As one email said our greatest challenge is complacency: “Complacency can be devastating. In my relative experience, our church is quite well funded, well grounded in the Bible and teaching of Christ, well attended, well loved, well cared for, well respected in the community and in the UCC family. This is exciting and refreshing for me personally and I for one find myself tempted to just sit back and enjoy it…” [instead of stepping forward].
Over the past 20 years our numbers have declined in nearly a straight line: book membership, worship attendance, and Sunday school. Small losses each year, adding up. There are all sorts of reasons – deaths, relocation, upset or disappointment. But I think loss of interest heads the list. We’ve been able to postpone the really hard choices so far… choices about staff, outreach, programs, and various ministries. But that can’t go on indefinitely.
It’s also true that we’ve seen almost continuous growth in our giving to the church. In ten years our giving has increased 60%. Even so, our Council is bringing a proposed budget that shows a deficit of over $25,000. If all goes well it will be smaller at year’s end. We’re accustomed to lean budgets. There’s really no fat in the proposed 2008 budget.
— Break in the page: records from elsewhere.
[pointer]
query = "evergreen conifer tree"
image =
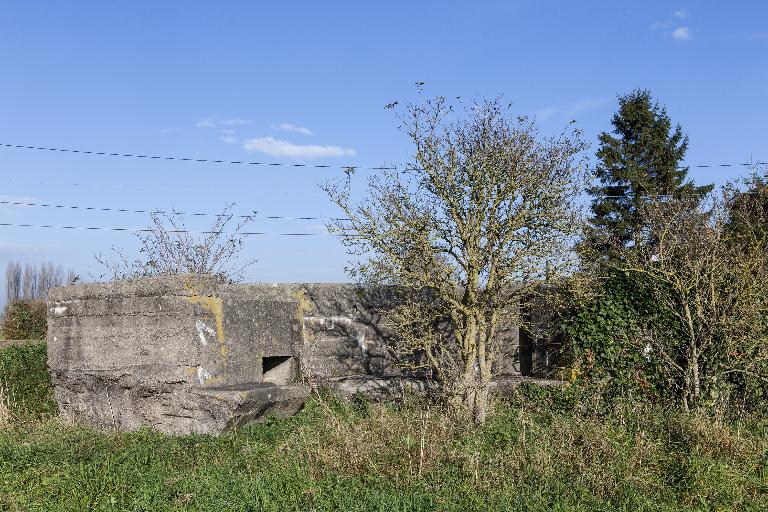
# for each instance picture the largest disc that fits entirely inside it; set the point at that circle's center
(641, 159)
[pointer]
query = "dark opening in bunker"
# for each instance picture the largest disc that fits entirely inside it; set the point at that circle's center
(277, 369)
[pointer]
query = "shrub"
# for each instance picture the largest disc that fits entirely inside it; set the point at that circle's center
(25, 320)
(25, 383)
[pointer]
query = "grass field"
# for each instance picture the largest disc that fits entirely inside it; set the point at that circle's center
(548, 449)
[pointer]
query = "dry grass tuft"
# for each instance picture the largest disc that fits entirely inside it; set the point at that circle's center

Over the past eight years we’ve posted four years with a deficit and four with a surplus, but the net for all eight years has been a surplus of more than $30,000. We have the money in the bank to cover a proposed deficit this year, and it’s hard to ask all of us to be more generous when there’s money in the bank.
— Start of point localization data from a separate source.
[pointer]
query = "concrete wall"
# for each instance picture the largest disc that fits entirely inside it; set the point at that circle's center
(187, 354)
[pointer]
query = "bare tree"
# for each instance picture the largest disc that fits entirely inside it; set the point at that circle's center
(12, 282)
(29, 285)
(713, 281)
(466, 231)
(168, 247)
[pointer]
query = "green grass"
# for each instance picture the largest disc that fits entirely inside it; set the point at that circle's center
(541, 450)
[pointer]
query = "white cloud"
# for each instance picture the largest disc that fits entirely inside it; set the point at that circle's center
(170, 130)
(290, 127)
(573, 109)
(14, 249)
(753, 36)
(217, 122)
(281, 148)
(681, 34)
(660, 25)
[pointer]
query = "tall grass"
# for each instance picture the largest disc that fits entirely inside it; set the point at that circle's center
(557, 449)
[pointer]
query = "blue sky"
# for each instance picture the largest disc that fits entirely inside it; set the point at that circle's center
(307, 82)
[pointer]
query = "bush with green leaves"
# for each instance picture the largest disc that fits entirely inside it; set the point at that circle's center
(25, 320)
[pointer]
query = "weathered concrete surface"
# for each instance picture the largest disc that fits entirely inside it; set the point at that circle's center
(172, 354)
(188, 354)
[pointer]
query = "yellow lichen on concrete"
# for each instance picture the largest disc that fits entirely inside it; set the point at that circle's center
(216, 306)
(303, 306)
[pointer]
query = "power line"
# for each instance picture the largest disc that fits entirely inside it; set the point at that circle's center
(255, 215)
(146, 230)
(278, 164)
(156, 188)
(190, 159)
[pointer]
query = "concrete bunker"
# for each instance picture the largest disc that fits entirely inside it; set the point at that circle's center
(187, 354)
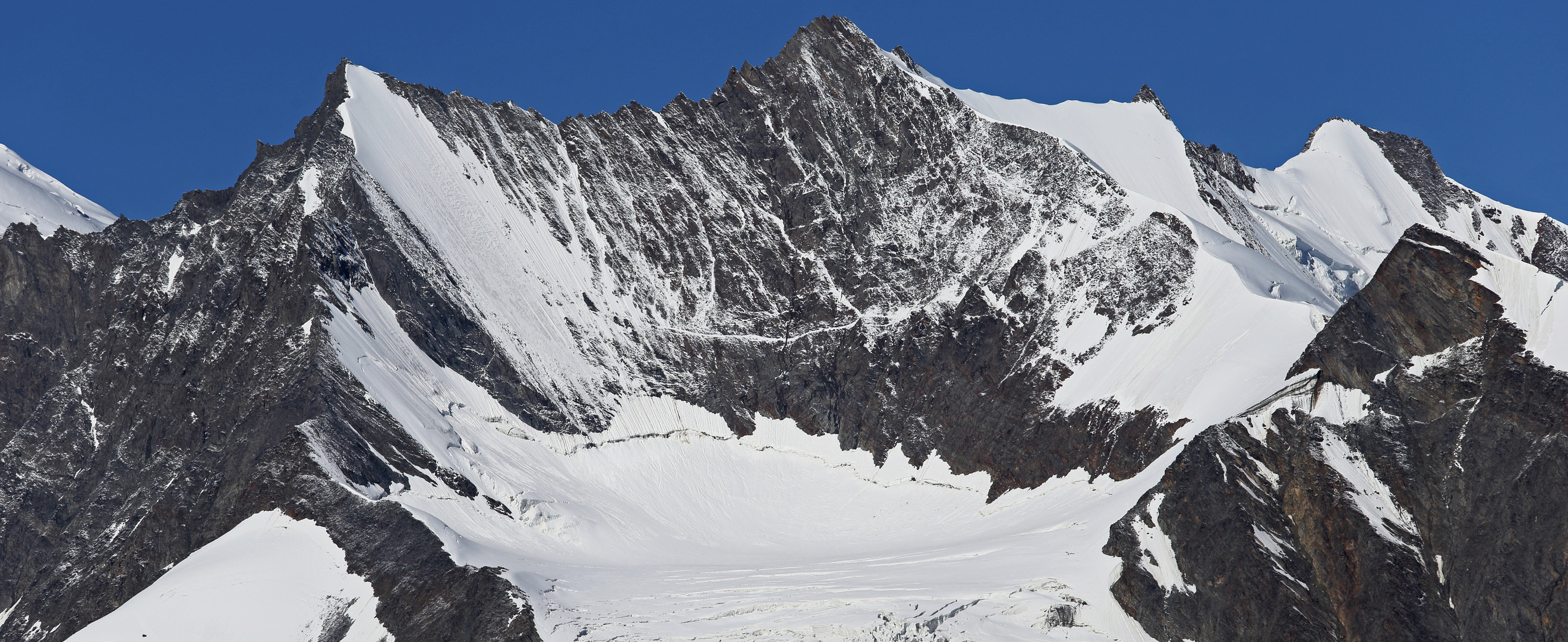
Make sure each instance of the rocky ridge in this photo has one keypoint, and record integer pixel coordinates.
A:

Other than a planned deficit there are three ways to balance the budget – eliminate one or more ministries we’ve been accustomed to; ask each of us to give more generously; or find sources of income beyond member giving. Maybe it’s time for monthly bean suppahs!
We also have some important questions – for example, is it true, as it appears, that while we’re all giving more total dollars to our church, that a smaller percentage is going to our annual budget, and a larger percentage is going to other ministries? Keeping the heat and lights on in this building aren’t exactly exciting mission priorities but if we don’t do that we can’t reach out.
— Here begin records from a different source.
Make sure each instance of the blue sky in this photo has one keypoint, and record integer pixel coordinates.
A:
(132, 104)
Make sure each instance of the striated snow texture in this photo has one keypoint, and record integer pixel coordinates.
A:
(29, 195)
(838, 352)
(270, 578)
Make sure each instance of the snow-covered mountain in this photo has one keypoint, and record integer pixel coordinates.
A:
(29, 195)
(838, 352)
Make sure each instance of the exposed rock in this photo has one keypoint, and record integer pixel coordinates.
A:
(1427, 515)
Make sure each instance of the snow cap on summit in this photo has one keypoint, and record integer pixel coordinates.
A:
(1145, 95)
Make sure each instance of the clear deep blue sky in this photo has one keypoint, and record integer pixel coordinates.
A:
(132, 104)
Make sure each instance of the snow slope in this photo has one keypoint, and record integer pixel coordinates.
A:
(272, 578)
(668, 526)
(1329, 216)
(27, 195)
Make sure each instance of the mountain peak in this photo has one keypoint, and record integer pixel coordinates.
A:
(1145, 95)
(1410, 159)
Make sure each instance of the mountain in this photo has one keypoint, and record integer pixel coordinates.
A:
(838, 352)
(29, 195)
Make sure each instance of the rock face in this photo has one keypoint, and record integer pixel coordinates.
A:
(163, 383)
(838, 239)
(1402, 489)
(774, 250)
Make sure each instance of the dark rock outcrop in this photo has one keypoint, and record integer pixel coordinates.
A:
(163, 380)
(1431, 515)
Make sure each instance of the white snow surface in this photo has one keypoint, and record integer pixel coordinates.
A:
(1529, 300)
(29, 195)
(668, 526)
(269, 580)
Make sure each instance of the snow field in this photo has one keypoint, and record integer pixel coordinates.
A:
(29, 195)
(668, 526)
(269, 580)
So there’s work for all of us to do. The Council can’t bring you a budget with this kind of gap next year. We’re in a better place than most congregations. But we’re not in the place we want to be.
As I share this perspective with you I’m recalling the old joke about the pilot getting on the intercom and saying “Ladies and gentlemen, this is the co-pilot? I have bad news and I have good news. The bad new is that the pilot has had a heart attack, the landing gear is jammed, the left engine has fallen off and there’s not an airport within reach. But there’s good news… we’re right on schedule!”
It’s easy to point to indicators in our church that aren’t what we want them to be. We know there’s work to be done, and we’re ready to do it… aren’t we? We have bad news, sure. But the Good news overwhelms it.
If we were to paraphrase that same joke from a contemporary perspective we might say: the bad news is our membership is down, our attendance is lower, and we have a deficit budget. But the good news is that God is in the midst of it all. The Good News is that the Spirit is alive and speaking. The Good News is that Jesus is transforming lives right here, right now!
The business of the church is to help each of us have an authentic, life-changing encounter with Jesus. He called to the fishers, Peter, James and John, to leave their nets and to follow.
What have you been hauling around, that you need to leave behind in order to respond to his invitation?